Вернувшись, наконец, в относительную безопасность своей комнаты, он рухнул на койку, не в силах даже раздеться. Позже, мельком взглянув на своё отражение в тусклом зеркальце, он отшатнулся. Из зеркала на него смотрел измождённый безумец с провалившимися глазами, в которых горел лихорадочный, нездоровый блеск. Шрам на его запястье, казалось, стал темнее, рельефнее, словно тоже пробудился от долгого сна.

Невидимая спираль стала видимой. По крайней мере, для него. И это знание было страшнее любого неведения. Это был ещё один виток в его личной мандале распада.

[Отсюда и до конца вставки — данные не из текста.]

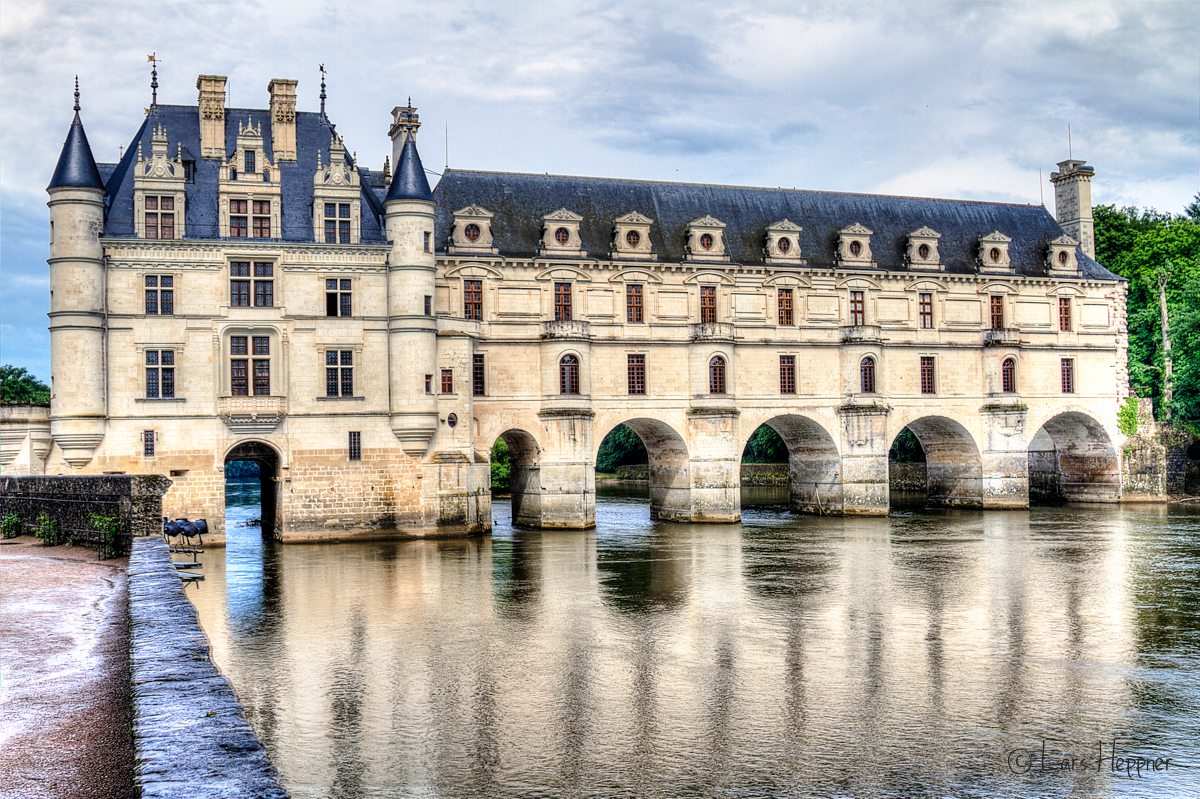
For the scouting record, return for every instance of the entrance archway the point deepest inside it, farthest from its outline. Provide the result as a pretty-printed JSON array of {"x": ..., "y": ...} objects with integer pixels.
[
  {"x": 1072, "y": 458},
  {"x": 670, "y": 475},
  {"x": 814, "y": 464},
  {"x": 953, "y": 464},
  {"x": 268, "y": 462}
]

Глава 49: Чёрный Шёпот Песка

Возвращение из реакторного блока, от пульсирующей в бетоне спирали, было похоже на возвращение с того света. Артём рухнул на койку, и несколько часов провёл в тяжёлом, липком забытьи, где не было ни снов, ни мыслей – только гулкая пустота и ноющая боль во всём теле. Когда он, наконец, пришёл в себя, мир вокруг показался иным. Не внешне – всё та же стерильная белизна казённой комнаты, тот же монотонный гул «Анатолии» за стеной. Изменилось его восприятие. Особенно – восприятие чёрного песка.